Thanks for the info.


----------



## Southbound (Sep 28, 2009)

*Understood, A Month or Less Means Only One Lakeside B&B*



cookjmex said:


> I think your options for the conditions you require will be pretty limited, and probably not findable on the internet. If you are down here for less than 30 days, I doubt you could find anything except a B&B. If you go with Laguna B&B (a low-priced but very nice B&B in the area) it will cost you $35/night including breakfast and access to free telephone service to the US and Canada, and free off street parking. This works out to $350 for two weeks or $700 for three or $1050 for four. If you will be here for a month or more, you might try staying at Laguna for a few days while you scour the bulletin boards at places like the Lake Chapala Society or El Torito Grocery or Dona's Donuts. Occasionally these have rentals for one month, but it's still pretty iffy. I very seriously doubt you will find any of the real estate/rental agencies renting a place for only a month, but I guess it is worth a try.

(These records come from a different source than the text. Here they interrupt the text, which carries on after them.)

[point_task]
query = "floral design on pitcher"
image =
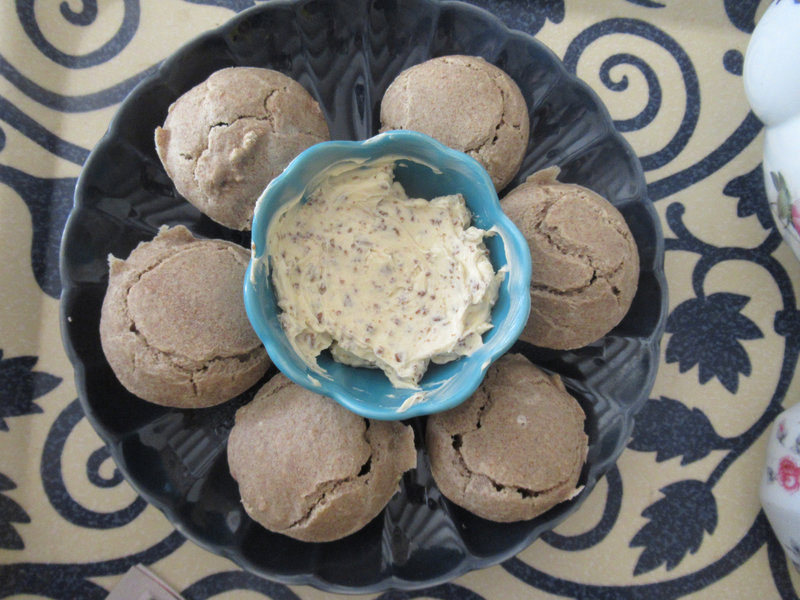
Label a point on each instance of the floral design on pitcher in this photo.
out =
(788, 209)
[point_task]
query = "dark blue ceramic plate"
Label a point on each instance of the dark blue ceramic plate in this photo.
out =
(346, 52)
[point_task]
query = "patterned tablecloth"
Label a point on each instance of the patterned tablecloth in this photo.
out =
(679, 513)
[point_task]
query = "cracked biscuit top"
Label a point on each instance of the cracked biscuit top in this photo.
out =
(585, 263)
(467, 104)
(514, 449)
(225, 139)
(309, 468)
(173, 325)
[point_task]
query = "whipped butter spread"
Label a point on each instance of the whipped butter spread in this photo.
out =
(380, 279)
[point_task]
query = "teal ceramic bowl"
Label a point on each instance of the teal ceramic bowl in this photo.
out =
(426, 169)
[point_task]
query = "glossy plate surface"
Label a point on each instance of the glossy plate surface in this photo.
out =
(346, 53)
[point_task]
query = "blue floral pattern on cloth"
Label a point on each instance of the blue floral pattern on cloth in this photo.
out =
(662, 521)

Cookjmex, RVGringo, Sparks et al,
Thank you all very much for the specific "one month or less" accommodation information which appears to be very limited indeed in the popular Lakeside areas! 
My current plans may (or may not) be for less than a month in the Lakeside area simply due to the fact that my wish is to check out several towns in the Central Highlands of Mexico, however I am not returning to the States until the end of May 2010, after arriving in January. Lakeside may well be my long term choice but I would be remiss not to at least check out a few optional locations.
In your opinion would it be absurd (costwise) to book several months in a Lakeside accommodation, using that as a base so to speak, then do day trips by bus to other towns such as SMA, Tequis, Zapotlanejo, Guanajuato etc.? Or are these destinations more than day trips using the bus system as transportation?
All input/feedback is very much appreciated. At this point, meaning before I get there, it seems there are many choices. So far, the only areas eliminated are the hot and humid beach towns!
Thanks again all


----------



## RVGRINGO (May 16, 2007)

Using the Chapala area as a 'base' for bus trips to other areas is a good idea. Not only can you have easy trips by bus to any other areas from the Chapala & Guadalajara terminals, but there are very frequent package tours sponsored by the local Lake Chapala Society, Red Cross, American Legion, etc. Those would have the added advantage of giving you an opportunity to travel with and chat with local expats, as well as having all the details pre-arranged.
On the rental situation: If you want 5-6 months, you may find something online. If you aren't able to commit to that, or are looking for unlisted properties, you will need to 'pound the pavement' while staying in a B&B.


----------



## El Toro Furioso (May 13, 2007)

jim42 said:


> Is there an American Legion Poat in the Lake Chapala area? Thanks Jim


Answer already posted.


----------



## sparks (Jun 17, 2007)

Guanajuato and San Miguel will not be day trips (don't know the other two). At least 6 hours by bus from Chapala. You could combine the two into a 4-5 day trip to do them justice


----------